Seeing how keen many Scots are on another independence vote also about remaining in the EU, or if the UK leaves, rejoining the EU as an independent state, I assumed that the visit would be difficult.

Add to the above, many reports of poverty and the Gorbals old photographs of which I had seen and  at the time (many years go) found  very unattractive, I wondered what to expect. 

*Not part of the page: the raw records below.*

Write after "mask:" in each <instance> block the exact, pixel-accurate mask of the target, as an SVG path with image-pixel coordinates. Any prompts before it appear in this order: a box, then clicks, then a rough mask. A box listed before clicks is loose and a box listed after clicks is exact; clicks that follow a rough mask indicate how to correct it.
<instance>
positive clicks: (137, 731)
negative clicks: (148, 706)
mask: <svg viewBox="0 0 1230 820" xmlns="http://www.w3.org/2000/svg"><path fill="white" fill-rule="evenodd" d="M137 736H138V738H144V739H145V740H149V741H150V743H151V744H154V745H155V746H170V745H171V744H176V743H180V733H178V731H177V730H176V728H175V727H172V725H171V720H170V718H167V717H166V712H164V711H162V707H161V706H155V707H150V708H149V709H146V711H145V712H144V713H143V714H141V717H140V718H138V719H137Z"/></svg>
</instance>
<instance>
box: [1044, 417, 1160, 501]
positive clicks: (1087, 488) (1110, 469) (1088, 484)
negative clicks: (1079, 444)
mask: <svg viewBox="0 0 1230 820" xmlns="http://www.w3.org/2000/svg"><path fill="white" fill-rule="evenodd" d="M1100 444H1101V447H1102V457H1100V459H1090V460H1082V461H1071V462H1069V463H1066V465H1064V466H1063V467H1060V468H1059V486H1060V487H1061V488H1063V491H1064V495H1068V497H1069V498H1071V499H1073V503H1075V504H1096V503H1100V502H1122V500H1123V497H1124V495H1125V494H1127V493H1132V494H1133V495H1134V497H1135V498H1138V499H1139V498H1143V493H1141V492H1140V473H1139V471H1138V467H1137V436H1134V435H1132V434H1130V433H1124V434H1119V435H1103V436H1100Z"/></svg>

For example the following is a  1912 photograph of the Gorbals illustrating its extreme poverty then. My understanding was that such scenes had improved but only through the building of hideous tower block flats after WWII though these too thankfully have largely gone. The Scotsman Newspaper reports:

Today, almost all its 19th century tenements have gone and so have many of the 1960s tower blocks built to replace them. A new wave of housebuilding is underway, with the population of the area beginning to climb. Located a short walk from Glasgow city centre on the south bank of the Clyde, the Gorbals is undergoing another period of reinvention. From its origins as a small village centred on one street, the area grew rapidly from the early 19th century as thousands of migrants arrived from the Highlands of Scotland, Ireland and continental Europe to work in the city’s labour-intensive industries. While much of the resulting housing was of poor quality, parts of the old Gorbals were considered fashionable. ...In 1931, 85,000 people were living in the Gorbals - an area that covered only two per cent of the city. The post-war period would be the end of the old district. The Housing (Repairs and Rents) (Scotland) Act of 1954 required councils to undertake slum clearance and plans were drawn up to sweep away the crumbling housing

Nicholson Street and Apsley Place in November, 1962


Upon my arrival,  Glasgow Central Station  turned out to be an attractive Victorian Station well equipped for the traveller. Walking from the station to the hotel was remarkably enjoyable with no difficulty about securing directions when google maps seemed to give up. From there Garnethill and the Glasgow School of Art were only minutes away.

I read "Pilgrim Soul" on the train up to Glasgow. That is a book by Gordon Ferris third in  a  series about private detective Douglas Brodie. 

The  book's plot concerned the Jewish community who lived around the area where the Glasgow School of Art is currently located. The issues concerned post WWII Nazis some of whom had fled to Glasgow and who the local Jewish community began to fear following  a series of burglaries. The prime star of the novel is Douglas Brodie who was recruited by the locals to assist in finding and stopping the thefts.

However the book good reading though it was, is a digression. Reverting to Glasgow, it is clear that much of the city has benefited from investment to bring it up to the standards of C21 yet without detracting from the  historic attractiveness of the streets and their architecture. 

I had expected poor people to be everywhere yet although as in any city, there were beggars, the number of those who appeared impoverished, seemed no greater than the numbers in cities elsewhere.